La question est d'autant plus importante que sa place va encore croître dans les années à venir, du fait de la poursuite de l'augmentation de la moyenne d'âge des personnels. Ainsi, devenue majoritaire à partir de 2022 dans le total des effectifs de titulaires, la part des agents de plus de 50 ans devrait passer à plus de 57% dès 2025. Les réformes des retraites de 2010 et 2014 contribuent à cette évolution : en prenant l'hypothèse que les agents continuent à partir en retraite seulement lorsqu'ils atteignent le taux plein, l'âge de départ en retraite dans la fonction publique territoriale pourrait être repoussé à terme à 64,5 ans.
Employabilité durable
Les collectivités n'ont heureusement pas attendu 2022 pour découvrir la question de l'allongement des durées d'absence de leurs agents. "Le sujet de l'employabilité durable est très bien identifié par les collectivités" et celles-ci "sont de plus en plus outillées", constate Vincent Lelong, directeur général de Sofaxis.
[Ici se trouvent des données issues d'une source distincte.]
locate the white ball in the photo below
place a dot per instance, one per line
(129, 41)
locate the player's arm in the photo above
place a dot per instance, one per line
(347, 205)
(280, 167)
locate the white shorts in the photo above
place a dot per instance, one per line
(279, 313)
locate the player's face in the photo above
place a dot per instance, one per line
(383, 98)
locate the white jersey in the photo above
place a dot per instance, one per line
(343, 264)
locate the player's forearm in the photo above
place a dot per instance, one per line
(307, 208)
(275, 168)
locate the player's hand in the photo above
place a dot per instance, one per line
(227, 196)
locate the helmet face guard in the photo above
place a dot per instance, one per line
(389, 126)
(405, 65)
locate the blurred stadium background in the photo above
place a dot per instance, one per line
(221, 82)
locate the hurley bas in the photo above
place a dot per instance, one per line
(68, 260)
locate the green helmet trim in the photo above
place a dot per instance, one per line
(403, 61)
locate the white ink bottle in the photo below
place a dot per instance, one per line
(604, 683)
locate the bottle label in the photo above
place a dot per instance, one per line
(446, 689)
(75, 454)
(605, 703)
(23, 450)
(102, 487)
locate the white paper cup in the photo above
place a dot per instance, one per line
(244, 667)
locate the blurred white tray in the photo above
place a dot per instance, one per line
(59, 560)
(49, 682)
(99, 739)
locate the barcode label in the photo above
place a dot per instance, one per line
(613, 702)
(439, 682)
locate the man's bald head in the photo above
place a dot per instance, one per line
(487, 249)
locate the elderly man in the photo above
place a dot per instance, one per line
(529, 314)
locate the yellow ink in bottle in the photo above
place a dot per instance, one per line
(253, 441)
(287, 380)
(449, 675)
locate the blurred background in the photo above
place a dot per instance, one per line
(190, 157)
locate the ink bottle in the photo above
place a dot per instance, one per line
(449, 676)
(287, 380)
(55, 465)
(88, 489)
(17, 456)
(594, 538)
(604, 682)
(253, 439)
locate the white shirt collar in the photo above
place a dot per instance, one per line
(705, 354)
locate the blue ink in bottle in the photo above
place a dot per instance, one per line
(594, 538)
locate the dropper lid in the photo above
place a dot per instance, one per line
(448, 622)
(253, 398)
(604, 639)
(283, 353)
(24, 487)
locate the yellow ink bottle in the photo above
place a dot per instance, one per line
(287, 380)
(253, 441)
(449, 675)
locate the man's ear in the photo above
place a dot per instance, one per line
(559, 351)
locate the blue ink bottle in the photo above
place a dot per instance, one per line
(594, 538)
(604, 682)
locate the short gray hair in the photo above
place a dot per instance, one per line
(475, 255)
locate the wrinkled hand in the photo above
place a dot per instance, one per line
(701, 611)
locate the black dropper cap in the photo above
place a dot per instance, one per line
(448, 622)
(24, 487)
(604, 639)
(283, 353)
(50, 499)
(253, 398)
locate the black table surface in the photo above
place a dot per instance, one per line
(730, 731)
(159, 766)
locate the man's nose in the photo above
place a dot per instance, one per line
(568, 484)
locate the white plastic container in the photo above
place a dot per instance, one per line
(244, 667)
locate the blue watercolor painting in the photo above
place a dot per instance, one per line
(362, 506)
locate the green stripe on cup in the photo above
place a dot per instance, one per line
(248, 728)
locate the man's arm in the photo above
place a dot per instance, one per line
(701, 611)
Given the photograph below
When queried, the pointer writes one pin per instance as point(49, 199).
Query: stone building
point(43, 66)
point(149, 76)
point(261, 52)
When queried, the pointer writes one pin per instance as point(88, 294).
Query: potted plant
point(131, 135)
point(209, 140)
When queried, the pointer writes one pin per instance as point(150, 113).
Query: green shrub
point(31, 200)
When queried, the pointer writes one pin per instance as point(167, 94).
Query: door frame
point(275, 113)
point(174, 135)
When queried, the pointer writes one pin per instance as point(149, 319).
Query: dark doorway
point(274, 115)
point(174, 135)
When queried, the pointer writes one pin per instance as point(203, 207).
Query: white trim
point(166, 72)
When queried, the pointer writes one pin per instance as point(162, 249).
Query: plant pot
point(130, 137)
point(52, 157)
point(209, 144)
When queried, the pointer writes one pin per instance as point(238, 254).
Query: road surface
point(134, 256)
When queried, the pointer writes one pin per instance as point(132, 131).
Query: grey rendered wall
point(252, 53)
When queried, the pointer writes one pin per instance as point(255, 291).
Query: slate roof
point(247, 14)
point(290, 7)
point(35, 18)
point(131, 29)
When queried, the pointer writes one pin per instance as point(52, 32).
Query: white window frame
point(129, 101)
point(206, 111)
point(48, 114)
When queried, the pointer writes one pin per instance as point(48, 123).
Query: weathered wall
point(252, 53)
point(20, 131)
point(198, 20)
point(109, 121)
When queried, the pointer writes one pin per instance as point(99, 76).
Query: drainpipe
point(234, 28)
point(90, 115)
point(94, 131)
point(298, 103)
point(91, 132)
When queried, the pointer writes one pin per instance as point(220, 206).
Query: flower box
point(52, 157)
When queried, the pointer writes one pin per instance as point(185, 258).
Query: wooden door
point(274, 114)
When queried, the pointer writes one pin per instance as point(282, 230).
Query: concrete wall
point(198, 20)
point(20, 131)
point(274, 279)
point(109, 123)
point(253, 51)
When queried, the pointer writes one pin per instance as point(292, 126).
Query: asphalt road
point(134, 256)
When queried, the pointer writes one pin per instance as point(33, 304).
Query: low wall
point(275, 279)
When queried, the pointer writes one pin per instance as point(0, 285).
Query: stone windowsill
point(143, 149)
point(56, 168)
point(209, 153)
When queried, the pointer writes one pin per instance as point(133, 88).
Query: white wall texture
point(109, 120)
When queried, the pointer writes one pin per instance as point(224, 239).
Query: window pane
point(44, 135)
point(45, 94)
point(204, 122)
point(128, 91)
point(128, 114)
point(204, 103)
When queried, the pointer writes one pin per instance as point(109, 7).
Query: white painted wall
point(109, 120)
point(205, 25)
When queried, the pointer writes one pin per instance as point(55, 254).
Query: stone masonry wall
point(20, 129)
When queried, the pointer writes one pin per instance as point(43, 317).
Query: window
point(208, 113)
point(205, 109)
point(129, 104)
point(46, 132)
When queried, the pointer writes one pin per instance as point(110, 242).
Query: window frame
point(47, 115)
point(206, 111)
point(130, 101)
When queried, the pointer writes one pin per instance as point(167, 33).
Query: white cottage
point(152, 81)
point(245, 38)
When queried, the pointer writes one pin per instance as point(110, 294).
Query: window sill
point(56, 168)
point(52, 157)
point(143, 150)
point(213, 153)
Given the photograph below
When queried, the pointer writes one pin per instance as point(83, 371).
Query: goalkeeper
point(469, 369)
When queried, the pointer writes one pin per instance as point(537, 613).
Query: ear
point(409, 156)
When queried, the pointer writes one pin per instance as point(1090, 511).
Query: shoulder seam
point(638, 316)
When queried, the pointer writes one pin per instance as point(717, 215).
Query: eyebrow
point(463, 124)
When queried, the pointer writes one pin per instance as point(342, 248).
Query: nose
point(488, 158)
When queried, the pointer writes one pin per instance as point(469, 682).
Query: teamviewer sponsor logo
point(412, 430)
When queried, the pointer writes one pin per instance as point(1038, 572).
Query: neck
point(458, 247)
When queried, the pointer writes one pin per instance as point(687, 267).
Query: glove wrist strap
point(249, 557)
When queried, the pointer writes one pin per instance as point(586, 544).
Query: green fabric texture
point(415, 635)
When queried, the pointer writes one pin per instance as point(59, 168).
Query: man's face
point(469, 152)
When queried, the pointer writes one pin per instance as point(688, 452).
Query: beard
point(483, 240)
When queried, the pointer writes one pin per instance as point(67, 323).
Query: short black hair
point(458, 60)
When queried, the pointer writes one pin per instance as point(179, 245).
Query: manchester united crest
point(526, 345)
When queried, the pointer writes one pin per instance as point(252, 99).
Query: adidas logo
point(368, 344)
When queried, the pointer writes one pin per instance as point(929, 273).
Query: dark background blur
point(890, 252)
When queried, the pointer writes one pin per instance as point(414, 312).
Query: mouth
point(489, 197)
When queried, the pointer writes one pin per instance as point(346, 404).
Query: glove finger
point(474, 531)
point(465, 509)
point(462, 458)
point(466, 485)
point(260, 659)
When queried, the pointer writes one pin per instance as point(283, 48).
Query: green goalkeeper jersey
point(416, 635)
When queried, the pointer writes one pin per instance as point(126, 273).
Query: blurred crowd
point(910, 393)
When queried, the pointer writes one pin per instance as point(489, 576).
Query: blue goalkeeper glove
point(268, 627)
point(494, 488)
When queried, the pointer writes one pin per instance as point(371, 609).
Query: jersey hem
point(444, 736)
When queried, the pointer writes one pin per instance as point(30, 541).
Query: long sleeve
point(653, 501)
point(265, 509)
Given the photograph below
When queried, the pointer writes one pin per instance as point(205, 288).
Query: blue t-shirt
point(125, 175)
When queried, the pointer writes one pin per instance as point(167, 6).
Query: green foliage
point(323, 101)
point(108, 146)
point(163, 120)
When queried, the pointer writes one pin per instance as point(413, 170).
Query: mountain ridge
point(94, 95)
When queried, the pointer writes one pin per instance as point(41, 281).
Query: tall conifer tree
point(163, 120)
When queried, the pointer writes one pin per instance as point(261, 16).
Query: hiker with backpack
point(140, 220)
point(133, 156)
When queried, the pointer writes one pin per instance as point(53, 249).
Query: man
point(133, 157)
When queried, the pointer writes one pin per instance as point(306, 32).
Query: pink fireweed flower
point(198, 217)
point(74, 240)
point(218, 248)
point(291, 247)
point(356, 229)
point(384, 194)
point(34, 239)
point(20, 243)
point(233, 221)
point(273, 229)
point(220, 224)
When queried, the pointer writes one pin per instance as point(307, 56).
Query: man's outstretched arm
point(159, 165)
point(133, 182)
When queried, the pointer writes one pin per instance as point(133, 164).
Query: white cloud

En outre, leurs initiatives obtiennent des résultats assez tangibles. Quand elles sont accompagnées par la société, les actions ayant pour objectif d'accompagner le maintien dans l'emploi ou le reclassement pérenne des agents enregistreraient des taux d'efficacité allant de 60% à 75%.
Par ailleurs, l'obligation pour les employeurs territoriaux de verser à partir de 2025 une aide minimale de 20% du coût de la couverture prévoyance de leurs agents - telle que prévue par l'ordonnance du 17 février 2021 sur la protection sociale complémentaire -, devrait permettre d'améliorer la prise en compte des conséquences des absences longues. Aujourd'hui, "plus de la moitié des agents territoriaux" seraient protégés par une couverture prévoyance permettant notamment le maintien de salaire en cas d'arrêt prolongé. Avec, dans ce cadre, des aides allant de 10 à 15 euros en moyenne.